Much of the opposition has tapped into deep-seated grievances tied to the U.S.-backed overthrow of the Hawaiian Kingdom in 1893, clashes over water and land rights, and frustrations over tourism and the exploitation of Hawaiian culture.

A consortium of universities and national observatories is pursuing the telescope project, which they hope will allow them to peer back more than 13 billion years to early moments of the universe.

They want to build on Mauna Kea because it has some of the world’s best conditions for viewing the night sky.

There are 13 telescopes already on Mauna Kea’s summit. The protesters say building another would further desecrate the site.

2 Comments
  1. harry oyama July 25, 2019 3:26 am Reply

    Well it all started with the racist greedy white men who overthrew the Hawaiian government and actively engaged in the genocide of the native race through force and religion, that didn’t work so now both the State and Federal thugs continue that ongoing agenda to flush the Hawaiians down the toilet so they can plunder its riches.

    It the State wants to find a resolution, then it show let the Hawaiians determine what to do with its millions of acreas of Crown Lands that was originally set aside for their own benefit. Stop the rip off $1 dollar a year illegal leases and force these two illegal entities to pay market values which should exclusively go directly to Native Hawaiians, not OHA or any State agencies including the corrupt DNLR.


  2. Grax McCoar July 25, 2019 9:55 am Reply

    Can anyone explain how – specifically – the telescopes on Mauna Kea desecrate the mountain? There are other things built on Mauna Kea that have no connection to traditional Hawaiian culture – roads for example. Why isn’t it desecration when native Hawaiians go up in motor vehicles or walk around in shoes manufactured in China or carry cell phones (whether they work up there or not) or wear bifocals/sunglasses? None of that was on Hawaii before “first contact”. Is it that the telescope array on the mountain is more obvious , large! and newsworthy than mundane things like shoes and provides a convenient point of access for other political & social issues that existed before any of the telescopes were there ( or could even have been built)?
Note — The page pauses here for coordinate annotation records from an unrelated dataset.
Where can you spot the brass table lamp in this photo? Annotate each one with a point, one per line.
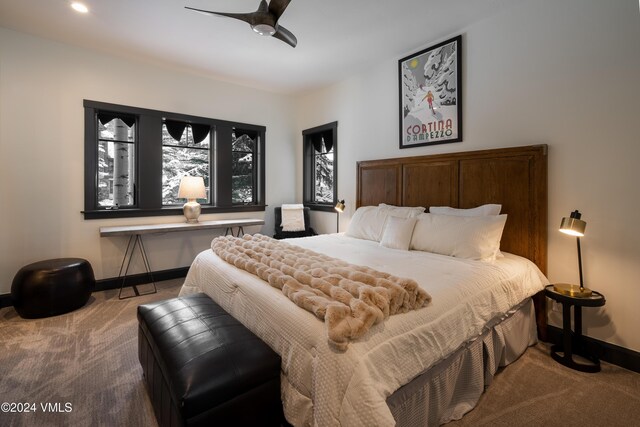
(574, 226)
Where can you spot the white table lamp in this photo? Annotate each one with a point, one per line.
(192, 188)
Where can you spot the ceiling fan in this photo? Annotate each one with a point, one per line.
(263, 21)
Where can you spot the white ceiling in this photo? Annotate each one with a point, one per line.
(336, 38)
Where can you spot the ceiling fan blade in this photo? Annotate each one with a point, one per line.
(286, 36)
(277, 7)
(246, 17)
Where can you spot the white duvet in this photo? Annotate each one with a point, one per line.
(322, 387)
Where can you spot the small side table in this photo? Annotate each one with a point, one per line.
(569, 338)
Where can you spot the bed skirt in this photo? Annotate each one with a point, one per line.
(451, 388)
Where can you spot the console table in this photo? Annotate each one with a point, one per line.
(135, 233)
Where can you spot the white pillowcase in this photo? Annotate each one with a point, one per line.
(397, 232)
(402, 211)
(367, 223)
(470, 237)
(484, 210)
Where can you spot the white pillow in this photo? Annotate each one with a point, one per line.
(397, 232)
(470, 237)
(367, 223)
(402, 211)
(483, 210)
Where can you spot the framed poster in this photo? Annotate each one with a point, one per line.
(431, 95)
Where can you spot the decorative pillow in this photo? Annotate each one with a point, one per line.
(397, 232)
(470, 237)
(367, 223)
(483, 210)
(402, 211)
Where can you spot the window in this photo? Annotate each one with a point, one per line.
(321, 166)
(243, 184)
(184, 154)
(135, 159)
(116, 160)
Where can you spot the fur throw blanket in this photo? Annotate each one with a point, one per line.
(349, 298)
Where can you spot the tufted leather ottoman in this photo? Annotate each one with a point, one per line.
(52, 287)
(204, 368)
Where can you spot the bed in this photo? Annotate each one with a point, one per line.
(427, 366)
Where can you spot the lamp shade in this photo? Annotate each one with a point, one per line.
(573, 225)
(192, 187)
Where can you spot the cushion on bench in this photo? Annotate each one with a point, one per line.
(203, 367)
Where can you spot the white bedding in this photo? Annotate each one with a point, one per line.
(323, 387)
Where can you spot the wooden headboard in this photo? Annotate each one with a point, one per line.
(515, 177)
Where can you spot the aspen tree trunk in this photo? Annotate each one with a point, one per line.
(121, 178)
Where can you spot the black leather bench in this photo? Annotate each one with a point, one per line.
(204, 368)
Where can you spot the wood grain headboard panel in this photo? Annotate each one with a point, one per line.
(514, 177)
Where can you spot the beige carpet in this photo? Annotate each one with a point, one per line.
(88, 358)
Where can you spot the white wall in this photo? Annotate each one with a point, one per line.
(42, 87)
(562, 73)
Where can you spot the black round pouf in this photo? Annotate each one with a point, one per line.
(52, 287)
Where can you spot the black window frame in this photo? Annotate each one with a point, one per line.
(148, 167)
(308, 168)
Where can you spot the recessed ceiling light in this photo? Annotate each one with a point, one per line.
(79, 7)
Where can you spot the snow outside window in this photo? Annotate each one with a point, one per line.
(116, 161)
(183, 157)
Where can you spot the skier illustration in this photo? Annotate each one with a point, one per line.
(429, 98)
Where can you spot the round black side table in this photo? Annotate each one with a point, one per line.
(574, 339)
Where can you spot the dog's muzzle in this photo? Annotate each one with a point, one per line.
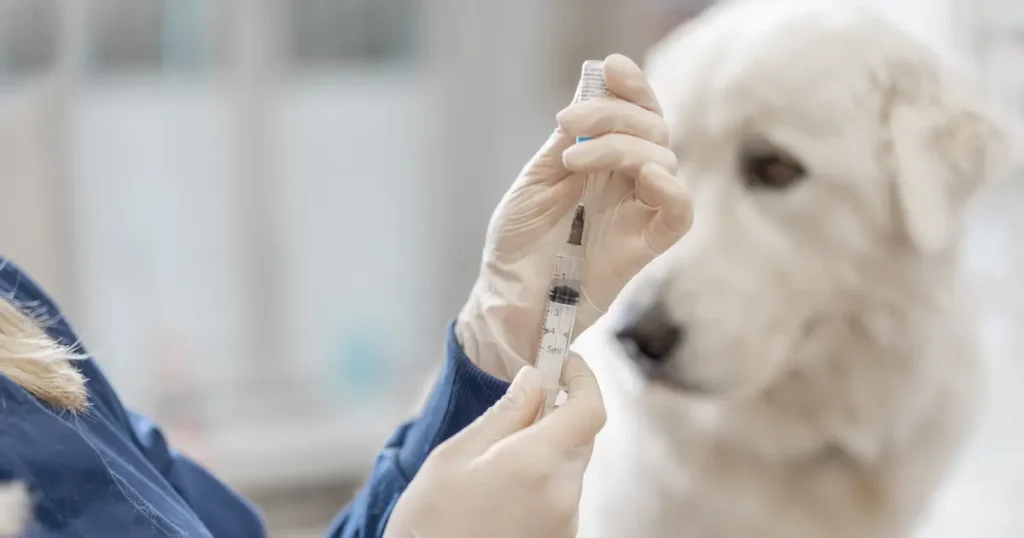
(650, 336)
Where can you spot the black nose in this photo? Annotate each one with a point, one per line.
(651, 334)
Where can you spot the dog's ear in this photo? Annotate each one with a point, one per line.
(942, 154)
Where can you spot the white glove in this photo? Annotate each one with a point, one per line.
(503, 478)
(636, 209)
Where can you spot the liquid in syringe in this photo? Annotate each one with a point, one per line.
(563, 295)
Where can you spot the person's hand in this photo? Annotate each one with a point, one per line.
(636, 208)
(504, 477)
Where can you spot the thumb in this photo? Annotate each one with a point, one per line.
(514, 411)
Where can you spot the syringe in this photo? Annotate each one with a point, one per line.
(563, 295)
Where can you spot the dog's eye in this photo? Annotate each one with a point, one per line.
(772, 171)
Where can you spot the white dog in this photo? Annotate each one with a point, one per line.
(802, 364)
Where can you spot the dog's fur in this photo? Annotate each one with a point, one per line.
(828, 373)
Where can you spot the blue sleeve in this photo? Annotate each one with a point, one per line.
(462, 392)
(223, 511)
(109, 470)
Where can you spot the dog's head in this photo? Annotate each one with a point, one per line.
(829, 157)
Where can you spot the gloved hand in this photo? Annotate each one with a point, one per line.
(503, 478)
(636, 209)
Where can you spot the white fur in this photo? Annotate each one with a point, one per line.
(825, 322)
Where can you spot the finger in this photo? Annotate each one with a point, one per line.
(627, 81)
(594, 118)
(577, 421)
(546, 166)
(616, 152)
(516, 410)
(668, 193)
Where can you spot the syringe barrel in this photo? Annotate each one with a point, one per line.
(591, 85)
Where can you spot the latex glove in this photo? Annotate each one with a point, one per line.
(504, 477)
(636, 209)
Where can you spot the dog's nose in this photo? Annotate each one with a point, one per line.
(651, 334)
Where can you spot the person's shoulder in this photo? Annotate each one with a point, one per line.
(18, 288)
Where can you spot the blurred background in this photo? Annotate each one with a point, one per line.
(261, 214)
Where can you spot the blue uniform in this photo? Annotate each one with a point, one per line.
(110, 472)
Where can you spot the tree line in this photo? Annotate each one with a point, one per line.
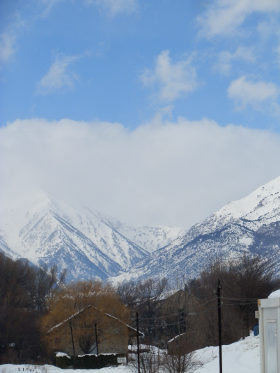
(33, 300)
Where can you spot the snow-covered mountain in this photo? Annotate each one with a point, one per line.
(149, 238)
(250, 225)
(83, 241)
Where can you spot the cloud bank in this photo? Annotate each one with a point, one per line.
(170, 79)
(59, 75)
(224, 17)
(163, 172)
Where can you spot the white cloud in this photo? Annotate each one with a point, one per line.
(161, 173)
(7, 46)
(8, 39)
(226, 58)
(224, 17)
(114, 7)
(59, 75)
(171, 79)
(245, 92)
(48, 5)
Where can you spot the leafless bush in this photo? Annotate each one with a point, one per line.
(180, 363)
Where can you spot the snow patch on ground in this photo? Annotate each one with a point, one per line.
(242, 357)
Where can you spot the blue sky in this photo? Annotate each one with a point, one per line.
(134, 69)
(123, 60)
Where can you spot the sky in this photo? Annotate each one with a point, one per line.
(156, 112)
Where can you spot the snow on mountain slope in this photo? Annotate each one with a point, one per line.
(248, 226)
(149, 238)
(75, 238)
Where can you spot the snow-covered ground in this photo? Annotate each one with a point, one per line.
(241, 357)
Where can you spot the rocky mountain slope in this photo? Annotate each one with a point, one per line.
(83, 241)
(250, 225)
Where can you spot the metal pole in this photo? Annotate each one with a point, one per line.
(219, 287)
(96, 338)
(73, 345)
(138, 347)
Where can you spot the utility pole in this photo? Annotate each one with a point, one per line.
(138, 347)
(96, 338)
(73, 345)
(219, 287)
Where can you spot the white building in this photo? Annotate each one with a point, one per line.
(269, 326)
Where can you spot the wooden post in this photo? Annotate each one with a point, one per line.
(219, 287)
(96, 338)
(138, 347)
(73, 345)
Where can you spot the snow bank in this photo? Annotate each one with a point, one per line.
(241, 357)
(275, 294)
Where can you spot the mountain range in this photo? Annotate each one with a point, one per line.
(91, 245)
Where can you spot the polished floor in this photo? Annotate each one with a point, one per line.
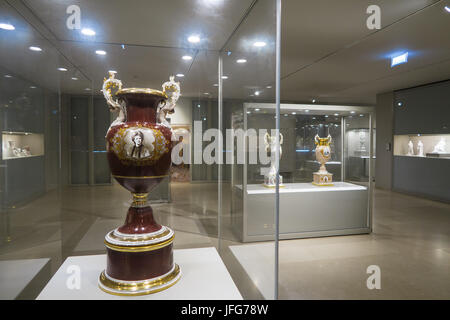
(410, 243)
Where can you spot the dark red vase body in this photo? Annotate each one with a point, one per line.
(139, 253)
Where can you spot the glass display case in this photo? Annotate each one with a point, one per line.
(422, 145)
(341, 206)
(21, 145)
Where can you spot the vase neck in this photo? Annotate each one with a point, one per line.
(141, 114)
(141, 107)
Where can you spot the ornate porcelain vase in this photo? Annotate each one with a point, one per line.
(139, 145)
(323, 154)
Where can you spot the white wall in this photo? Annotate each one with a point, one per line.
(183, 112)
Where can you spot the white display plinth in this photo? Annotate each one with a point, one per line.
(204, 277)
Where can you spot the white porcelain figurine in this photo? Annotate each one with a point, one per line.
(271, 176)
(420, 149)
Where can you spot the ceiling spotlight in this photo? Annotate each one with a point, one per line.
(403, 58)
(88, 32)
(7, 26)
(194, 39)
(259, 44)
(33, 48)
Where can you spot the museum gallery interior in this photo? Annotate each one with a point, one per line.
(224, 149)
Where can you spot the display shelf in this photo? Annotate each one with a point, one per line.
(302, 187)
(19, 145)
(422, 146)
(204, 277)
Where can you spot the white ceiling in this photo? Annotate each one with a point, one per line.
(328, 53)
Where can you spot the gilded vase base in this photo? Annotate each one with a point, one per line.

Is there some sort of arbitrary unmarked boundary on the way up the mountain, above which is sacred space, and below which it is OK to engage in all aspects of introduced ‘Western culture? Where do the activists define that boundary as being? If the entire mauna is sacred, doesn’t everything else that is not traditional Hawaiian need to be removed too? Including everything the US military has laid claim to that is, geologically speaking, on Mauna Kea?